Post AK Parti, Sistem ve Toplum
İhtiyacımız olan çağdaş siyasi ilkelere özcü-ahlaki ve sosyo-kültürel dönüşümü sağlayıcı itki, bunları destekleyecek ve tamamlayacak olan İslami-insani kavramların diriltici etkisi sayesinde oluşacaktır. Bugün fikir özgürlüğü, insan hakları, hukukun üstünlüğü, şeffaflık, denetim, öngörülebilirlik ve ‘Adalet’e duyulan ihtiyaç kadar ‘İhsan’a, ‘Birr’e/İyiliğe, ‘İsar’a/Karşılıksız vermeye, ‘Merhamet’e, ‘Avf’a da yer verilmek seviyesine gelinecektir.
Zor zamanlardan geçiyoruz. Hem dünya hem bölge hem de ülke sathında. Belirsizliklere ve öngörülemezliklere istikrar arayışları eşlik ediyor. Bazen, sorunlar her üç kümede de iç içe gibi görünse de aslında tam öyle değil. Yakın siyasi tarihimiz bunun böyle olmadığını gösteren örneklerle dolu.

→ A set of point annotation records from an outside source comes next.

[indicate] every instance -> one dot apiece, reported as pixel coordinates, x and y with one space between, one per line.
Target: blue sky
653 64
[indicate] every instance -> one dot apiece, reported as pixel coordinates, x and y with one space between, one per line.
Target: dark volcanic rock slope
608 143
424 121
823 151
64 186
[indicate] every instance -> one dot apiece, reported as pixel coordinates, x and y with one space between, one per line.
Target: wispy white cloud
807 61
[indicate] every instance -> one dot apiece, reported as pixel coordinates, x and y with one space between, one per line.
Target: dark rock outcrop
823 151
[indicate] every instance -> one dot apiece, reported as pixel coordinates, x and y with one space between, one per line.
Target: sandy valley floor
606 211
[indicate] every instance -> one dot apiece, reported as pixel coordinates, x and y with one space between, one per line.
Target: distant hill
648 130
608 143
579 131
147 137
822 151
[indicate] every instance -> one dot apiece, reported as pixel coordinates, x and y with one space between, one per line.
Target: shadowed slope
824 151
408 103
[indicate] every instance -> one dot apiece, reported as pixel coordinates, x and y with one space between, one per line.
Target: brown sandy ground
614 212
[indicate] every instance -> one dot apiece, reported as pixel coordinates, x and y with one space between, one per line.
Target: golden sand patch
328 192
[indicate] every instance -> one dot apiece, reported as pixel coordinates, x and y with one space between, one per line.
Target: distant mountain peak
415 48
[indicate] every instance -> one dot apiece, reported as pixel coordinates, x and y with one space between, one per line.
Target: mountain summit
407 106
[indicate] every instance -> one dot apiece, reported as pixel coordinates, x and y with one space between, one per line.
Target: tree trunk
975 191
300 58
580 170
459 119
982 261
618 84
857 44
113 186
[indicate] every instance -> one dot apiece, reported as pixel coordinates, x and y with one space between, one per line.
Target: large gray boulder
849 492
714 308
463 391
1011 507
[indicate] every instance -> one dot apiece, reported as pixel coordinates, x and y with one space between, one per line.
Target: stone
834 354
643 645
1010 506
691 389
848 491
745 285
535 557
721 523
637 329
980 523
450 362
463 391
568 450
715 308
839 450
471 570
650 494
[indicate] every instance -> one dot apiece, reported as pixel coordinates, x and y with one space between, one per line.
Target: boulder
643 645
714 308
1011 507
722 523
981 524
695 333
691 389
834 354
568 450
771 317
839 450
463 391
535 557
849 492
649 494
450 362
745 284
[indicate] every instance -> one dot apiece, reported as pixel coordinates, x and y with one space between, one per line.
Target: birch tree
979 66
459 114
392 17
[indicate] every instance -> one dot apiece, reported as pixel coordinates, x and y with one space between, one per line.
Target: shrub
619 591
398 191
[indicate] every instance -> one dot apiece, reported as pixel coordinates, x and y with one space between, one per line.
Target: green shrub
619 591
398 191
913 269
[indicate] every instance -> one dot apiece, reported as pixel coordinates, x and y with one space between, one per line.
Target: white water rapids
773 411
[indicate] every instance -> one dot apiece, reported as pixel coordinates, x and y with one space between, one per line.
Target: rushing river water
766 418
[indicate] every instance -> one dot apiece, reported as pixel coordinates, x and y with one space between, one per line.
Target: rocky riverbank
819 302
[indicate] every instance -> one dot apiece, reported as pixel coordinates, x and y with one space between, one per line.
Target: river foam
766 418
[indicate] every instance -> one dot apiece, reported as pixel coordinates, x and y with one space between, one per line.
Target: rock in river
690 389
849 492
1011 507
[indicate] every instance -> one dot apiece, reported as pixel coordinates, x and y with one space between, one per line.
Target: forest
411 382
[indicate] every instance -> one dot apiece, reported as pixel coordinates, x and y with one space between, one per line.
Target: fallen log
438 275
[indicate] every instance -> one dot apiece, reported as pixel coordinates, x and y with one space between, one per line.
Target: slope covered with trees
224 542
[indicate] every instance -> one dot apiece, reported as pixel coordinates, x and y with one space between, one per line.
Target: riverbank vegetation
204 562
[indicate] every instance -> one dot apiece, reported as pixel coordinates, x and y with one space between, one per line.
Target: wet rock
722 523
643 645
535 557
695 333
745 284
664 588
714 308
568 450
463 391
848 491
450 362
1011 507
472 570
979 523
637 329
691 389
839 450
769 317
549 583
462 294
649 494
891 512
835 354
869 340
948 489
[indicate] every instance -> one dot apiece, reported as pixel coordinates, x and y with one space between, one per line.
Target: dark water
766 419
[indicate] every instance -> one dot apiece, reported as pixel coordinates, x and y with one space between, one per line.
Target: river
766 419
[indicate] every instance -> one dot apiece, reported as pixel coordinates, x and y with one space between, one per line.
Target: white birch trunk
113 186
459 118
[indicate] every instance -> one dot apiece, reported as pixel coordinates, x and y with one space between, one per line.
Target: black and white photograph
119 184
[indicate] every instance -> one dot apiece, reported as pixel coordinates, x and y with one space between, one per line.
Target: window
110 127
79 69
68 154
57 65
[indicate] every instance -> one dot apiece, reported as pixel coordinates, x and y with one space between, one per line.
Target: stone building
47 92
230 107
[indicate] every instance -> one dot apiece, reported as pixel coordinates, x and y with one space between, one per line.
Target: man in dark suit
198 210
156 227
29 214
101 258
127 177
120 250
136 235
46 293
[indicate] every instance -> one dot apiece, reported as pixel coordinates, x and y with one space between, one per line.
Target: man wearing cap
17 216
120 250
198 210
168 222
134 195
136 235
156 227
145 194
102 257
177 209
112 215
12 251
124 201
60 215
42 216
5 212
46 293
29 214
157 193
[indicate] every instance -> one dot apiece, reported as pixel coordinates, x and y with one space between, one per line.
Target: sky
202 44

Köklü ideolojik bakış açılarımız ve beklentilerimiz ya da yol yürürken üretilen siyasetlerin zihinlere yaptığı konjonktürel etkiler yakın gelecekte görmeyi arzu ettiklerimizi belirliyor çoğunlukla.
Mesela salgının dayattığı biyogüvenlik endişesi, otoriter güvenlik siyasetlerinin ivmelenmesine evrilir mi, henüz bilmiyoruz. Değişim talebi-güvenlik ihtiyaçları ve güvenlik-özgürlük ikilemlerinin nereye doğru yol alacağını kestirmek kolay değil. Ama şunu iyi biliyoruz ki siyasal iktidarların hedefleri ve sistemsel yapıların formu gelecek formülasyonlarında belirleyici. “Dünya oraya gittiği için mecburen etkileniyoruz” mottosu önemli ölçüde iktidarların ellerindeki kozlar ve hedefleriyle ilgili. Eğer iktidarın işine gelen buysa o yönde sevk olmak kaçınılmaz gibi gösterilmekte, lakin uzak ve yakın geçmiş bunu nakzeden örnekleri de ortaya koymakta; yeter ki iradi şekilde talep edelim.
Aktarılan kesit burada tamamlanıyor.